Hit-Monkey follows the story of Bryce and Hit-Monkey, the ghost of an American hitman and the Japanese macaque he’s haunting, as they tear their way through Tokyo’s criminal underworld seeking revenge for the deaths of both Bryce and Hit-Monkey’s entire family. It’s a fairly wild premise, based on the Daniel Wray comic of the same name, and Hulu’s animated series holds nothing back. Whether it’s an evil old woman being cut in half by a table saw or two Yakuza casino owners getting kebabed through the brain on a katana, Hit-Monkey wreaks bloody havoc wherever he goes, with Bryce egging him on and offering plenty of wise-cracks to boot.

But Hit-Monkey also references another brutal antihero. When the pair stop by Akiko’s house in episode 4, she’s in the middle of reading a Punisher comic and says approvingly to herself, “Ooh, see that’s revenge” while she reads. Akiko herself is somewhat of a hot-headed revenge-monger, but the Punisher easter egg implicates Hit-Monkey, too. Not only is the reference a fun nod to another MCU-outcast, but it also meaningfully underscores some of Hit-Monkey’s central moral quandaries.

Marvel’s Hit-Monkey: The Meaning Of The Punisher Easter Egg Explained

The Punisher and Hit-Monkey are surprisingly similar figures despite the fact that one is human and one is a Japanese snow monkey. Punisher is a tortured vigilante who fights corruption and crime by whatever means necessary, often resorting to dark and violent acts. The Hit-Monkey episode Punisher gets referenced in sees Hit-Monkey and Bryce arguing over just such a concept, with Hit-Monkey deciding he’ll live by a code to only kill killers. This is loosely similar to Punisher’s dubious moral standard, which helps explain why Hit-Monkey references him. At the same time, Bryce warns Hit-Monkey that he’ll need to be willing to break his code at times if he wants to survive. By referencing Punisher, a more experienced and perhaps less scrupulous antihero, the show could be indicating that Hit-Monkey’s high road is doomed to take a dark turn.

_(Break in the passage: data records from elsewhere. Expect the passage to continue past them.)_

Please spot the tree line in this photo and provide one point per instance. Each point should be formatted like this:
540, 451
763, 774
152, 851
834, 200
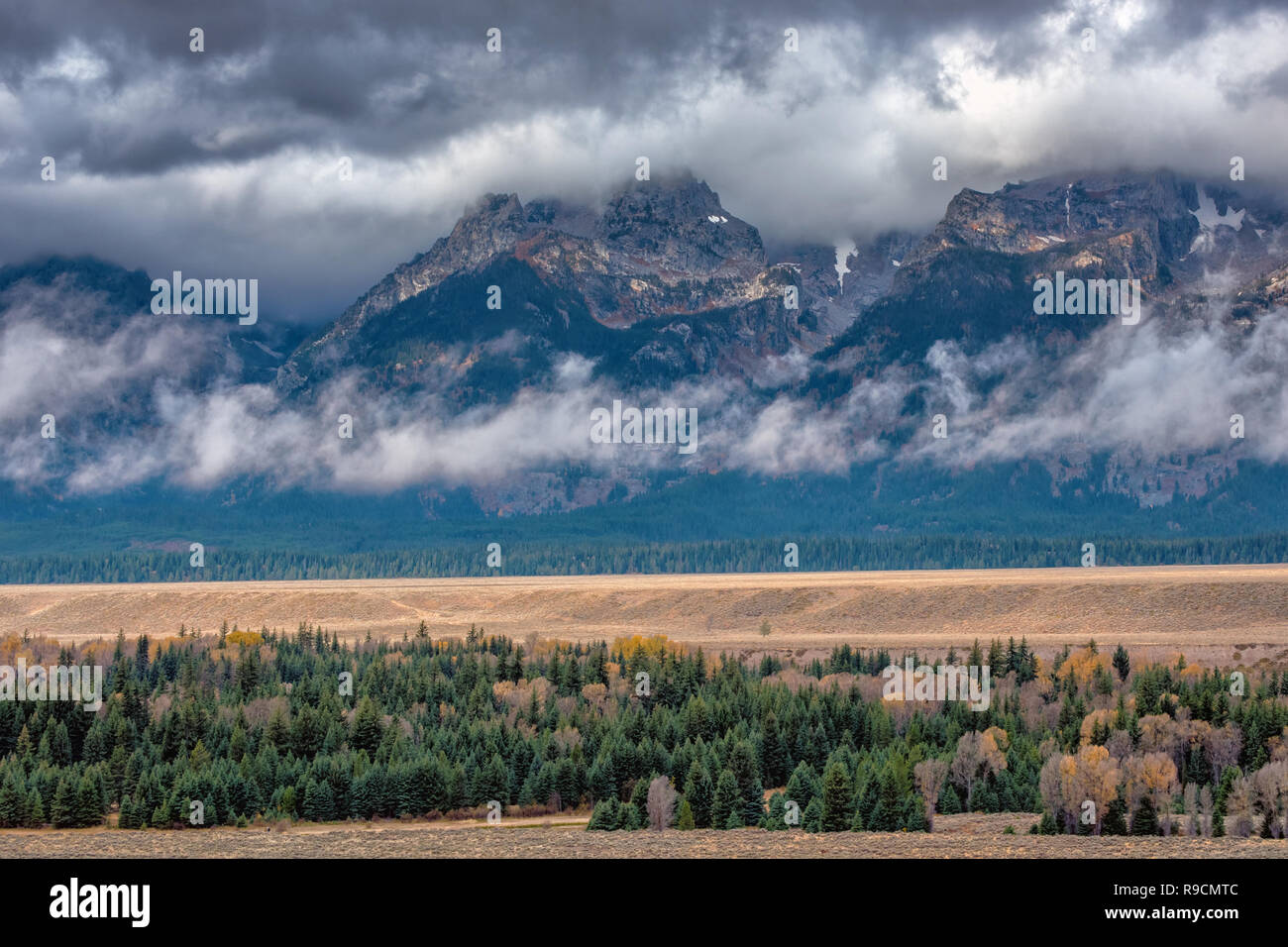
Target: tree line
241, 725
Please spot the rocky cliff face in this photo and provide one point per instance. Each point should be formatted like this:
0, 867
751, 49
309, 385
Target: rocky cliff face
660, 282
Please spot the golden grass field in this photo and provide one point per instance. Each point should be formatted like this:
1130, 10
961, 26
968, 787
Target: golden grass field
1212, 612
956, 836
1214, 615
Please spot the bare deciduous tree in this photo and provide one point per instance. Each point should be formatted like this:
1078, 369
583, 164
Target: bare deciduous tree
978, 755
930, 780
661, 804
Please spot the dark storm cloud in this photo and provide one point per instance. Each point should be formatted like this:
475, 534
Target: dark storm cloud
219, 158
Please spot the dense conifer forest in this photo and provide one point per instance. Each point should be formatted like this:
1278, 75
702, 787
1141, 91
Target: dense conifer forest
266, 725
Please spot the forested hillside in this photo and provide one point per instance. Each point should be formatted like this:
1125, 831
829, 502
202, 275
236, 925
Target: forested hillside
271, 725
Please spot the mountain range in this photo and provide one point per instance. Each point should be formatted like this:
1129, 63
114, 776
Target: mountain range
893, 375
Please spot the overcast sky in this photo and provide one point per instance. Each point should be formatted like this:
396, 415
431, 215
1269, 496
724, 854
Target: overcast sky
224, 162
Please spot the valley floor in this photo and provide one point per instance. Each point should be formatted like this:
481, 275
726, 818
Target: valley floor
956, 836
1218, 613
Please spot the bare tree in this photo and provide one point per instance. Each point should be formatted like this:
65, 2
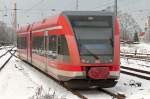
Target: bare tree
128, 26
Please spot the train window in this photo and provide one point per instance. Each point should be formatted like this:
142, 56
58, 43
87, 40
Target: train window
63, 51
52, 51
22, 42
38, 46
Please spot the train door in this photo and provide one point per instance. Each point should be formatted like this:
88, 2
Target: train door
46, 46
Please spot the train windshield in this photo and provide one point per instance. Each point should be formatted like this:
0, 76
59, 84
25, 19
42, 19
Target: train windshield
94, 35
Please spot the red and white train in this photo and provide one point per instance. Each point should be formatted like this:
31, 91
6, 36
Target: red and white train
79, 48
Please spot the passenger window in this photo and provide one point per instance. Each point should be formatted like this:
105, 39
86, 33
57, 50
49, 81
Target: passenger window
63, 51
22, 42
52, 52
38, 46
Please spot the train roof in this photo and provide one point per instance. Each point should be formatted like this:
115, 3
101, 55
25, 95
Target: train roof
84, 13
54, 19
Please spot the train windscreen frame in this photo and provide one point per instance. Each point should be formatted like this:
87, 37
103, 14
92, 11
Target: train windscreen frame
94, 35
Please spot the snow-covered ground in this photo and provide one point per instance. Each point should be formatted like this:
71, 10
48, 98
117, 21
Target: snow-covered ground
20, 81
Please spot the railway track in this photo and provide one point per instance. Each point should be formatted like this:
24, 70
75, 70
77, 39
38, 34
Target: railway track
135, 72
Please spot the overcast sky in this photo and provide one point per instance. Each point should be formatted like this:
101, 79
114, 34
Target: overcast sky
34, 10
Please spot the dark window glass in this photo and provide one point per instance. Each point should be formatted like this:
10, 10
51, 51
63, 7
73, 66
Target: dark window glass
52, 51
63, 48
38, 46
22, 42
94, 38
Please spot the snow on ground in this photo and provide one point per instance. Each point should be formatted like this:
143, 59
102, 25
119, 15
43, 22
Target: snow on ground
132, 87
95, 94
20, 81
141, 48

Neither Hit-Monkey nor The Punisher fits in the MCU because of their extreme violence, but between the two, Hit-Monkey definitely goes further with its creative and gratuitous animated gore. To this end, the Punisher reference also serves as a somewhat ironic acknowledgment of this fact. While Akiko stands inside reading about a hardened, brutal vigilante who certainly earned his TV-MA rating, right outside is a softhearted macaque who’s done just as bad, if not worse. Additionally, Hit-Monkey renders its TV-MA violence with a heavy dose of humor, something the brooding and conflicted Punisher does not. Paradoxically, Hit-Monkey‘s lightheartedness makes it even darker. Thus, Marvel’s Hit-Monkey‘s Punisher easter egg serves not only to foreshadow the protagonist’s savage journey, but also to further imbue it with tongue-in-cheek humor.